En pratique, lors de la mesure d'un signal vibratoire réel, il est presque impossible de capturer un bloc contenant un nombre entier exact de cycles pour tous de la composante de fréquence présente. Le résultat est un discontinuité: la fin du signal capturé ne coïncide pas avec le début. La FFT interprète ce saut soudain comme un transitoire à haute fréquence — un peu comme un impact — et ce transitoire artificiel porte une énergie qui n'a jamais été présente dans le signal original. C'est cette énergie parasite qui s'échappe sur une large gamme de fréquences dans le spectre obtenu.
Plus le bloc de données est court et plus deux pics réels sont proches l'un de l'autre, plus les fuites sont préjudiciables - c'est pourquoi les fuites, la résolution de fréquence et la longueur du bloc sont toujours abordées ensemble.
3. Les effets des fuites spectrales
La dispersion de l'énergie produit deux effets négatifs principaux :
- Précision d'amplitude réduite : l'énergie qui aurait dû être concentrée dans une seule case est maintenant répartie sur plusieurs. Le pic principal affiche donc inférieur que son amplitude réelle, tandis que les cases adjacentes des “lobes secondaires” sont artificiellement augmentées. Un amplitude La lecture directe d'un pic de fuite peut être trompeuse pour l'évaluation de la gravité.

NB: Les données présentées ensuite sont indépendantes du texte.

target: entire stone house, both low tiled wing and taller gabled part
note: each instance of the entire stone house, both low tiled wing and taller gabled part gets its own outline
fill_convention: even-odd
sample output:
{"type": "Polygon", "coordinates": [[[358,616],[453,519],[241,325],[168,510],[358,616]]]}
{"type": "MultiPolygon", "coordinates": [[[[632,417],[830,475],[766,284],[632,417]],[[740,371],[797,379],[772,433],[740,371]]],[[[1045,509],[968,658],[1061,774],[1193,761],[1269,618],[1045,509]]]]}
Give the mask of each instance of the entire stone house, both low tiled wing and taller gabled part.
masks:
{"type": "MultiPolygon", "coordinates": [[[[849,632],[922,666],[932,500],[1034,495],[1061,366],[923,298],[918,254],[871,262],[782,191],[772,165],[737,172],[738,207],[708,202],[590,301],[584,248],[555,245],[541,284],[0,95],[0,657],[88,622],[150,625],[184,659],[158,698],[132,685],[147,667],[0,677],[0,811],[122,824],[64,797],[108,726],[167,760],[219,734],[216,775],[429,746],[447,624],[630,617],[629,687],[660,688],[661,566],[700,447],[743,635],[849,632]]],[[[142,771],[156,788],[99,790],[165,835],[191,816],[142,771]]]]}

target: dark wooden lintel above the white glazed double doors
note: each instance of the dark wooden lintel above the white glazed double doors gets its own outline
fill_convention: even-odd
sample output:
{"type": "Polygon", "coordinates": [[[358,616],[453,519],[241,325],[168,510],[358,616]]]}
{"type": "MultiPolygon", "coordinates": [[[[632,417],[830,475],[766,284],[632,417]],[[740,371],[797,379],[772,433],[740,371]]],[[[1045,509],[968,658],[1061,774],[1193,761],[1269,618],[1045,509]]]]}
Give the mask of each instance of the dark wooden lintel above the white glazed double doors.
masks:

- Résolution en fréquence réduite : Les fuites peuvent être suffisamment importantes pour masquer complètement les pics plus petits situés à proximité. Un faible signal provenant d'un défaut de roulement, par exemple, peut être entièrement perdue dans la large jupe de fuite d'un grand système 1× déséquilibrer pic.
Ces deux effets vont directement à l'encontre des objectifs de l'analyste : des amplitudes précises pour le suivi des tendances et la sévérité vibratoire, et une résolution nette pour la détection précoce des défauts.
4. La solution : Le fenêtrage
Les fuites spectrales sont contrôlées par fenêtrage fonctions. Une fenêtre est une fonction de pondération mathématique multipliée par les données de la forme d'onde temporelle avant il est transmis à la FFT.
Le choix le plus courant pour les travaux généraux sur les machines tournantes est le Fenêtre de Hanning. Il a un profil lisse, en forme de cloche, qui réduit le signal à zéro au début et à la fin du bloc. Cet effilement force les deux extrémités à coïncider, supprimant ainsi la discontinuité artificielle à l'origine de la fuite. En présentant à la FFT un signal périodique régulier, le fenêtrage réduit considérablement les fuites, ce qui permet d'obtenir des pics plus nets, un plancher de bruit plus bas et une analyse plus sensible.
Le fenêtrage est un compromis plutôt qu'un remède. Le même effilement qui supprime les fuites élargit aussi légèrement le pic principal et diminue son amplitude mesurée, ce qui explique pourquoi les instruments appliquent un facteur de correction d'amplitude. Les fenêtres présentent des caractéristiques différentes : une fenêtre à sommet plat est préférable lorsque l'amplitude exacte d'un seul son est importante (par exemple lors de étalonnage), une fenêtre uniforme (rectangulaire) convient à la capture des transitoires dans une test de choc, tandis que Hanning reste le choix par défaut.
5. Pourquoi c'est important en pratique
Pour l'ingénieur de terrain, la leçon est simple : un spectre propre est une condition préalable à un bon diagnostic. Les fuites qui masquent une petite raie de roulement ou qui sous-estiment l'amplitude d'un pic peuvent orienter l'enquête dans la mauvaise direction. Lorsque l'on mesure l'amplitude 1× et phase pour un travail d'équilibrage - la tâche de routine d'un instrument portable tel que le Balanset-1A effectue dans les paliers propres de la machine — un fenêtrage approprié permet de conserver la netteté de ce pic synchrone et la fiabilité de son amplitude, de sorte que la correction calculée est basée sur la véritable vibration plutôt que sur un artefact étalé.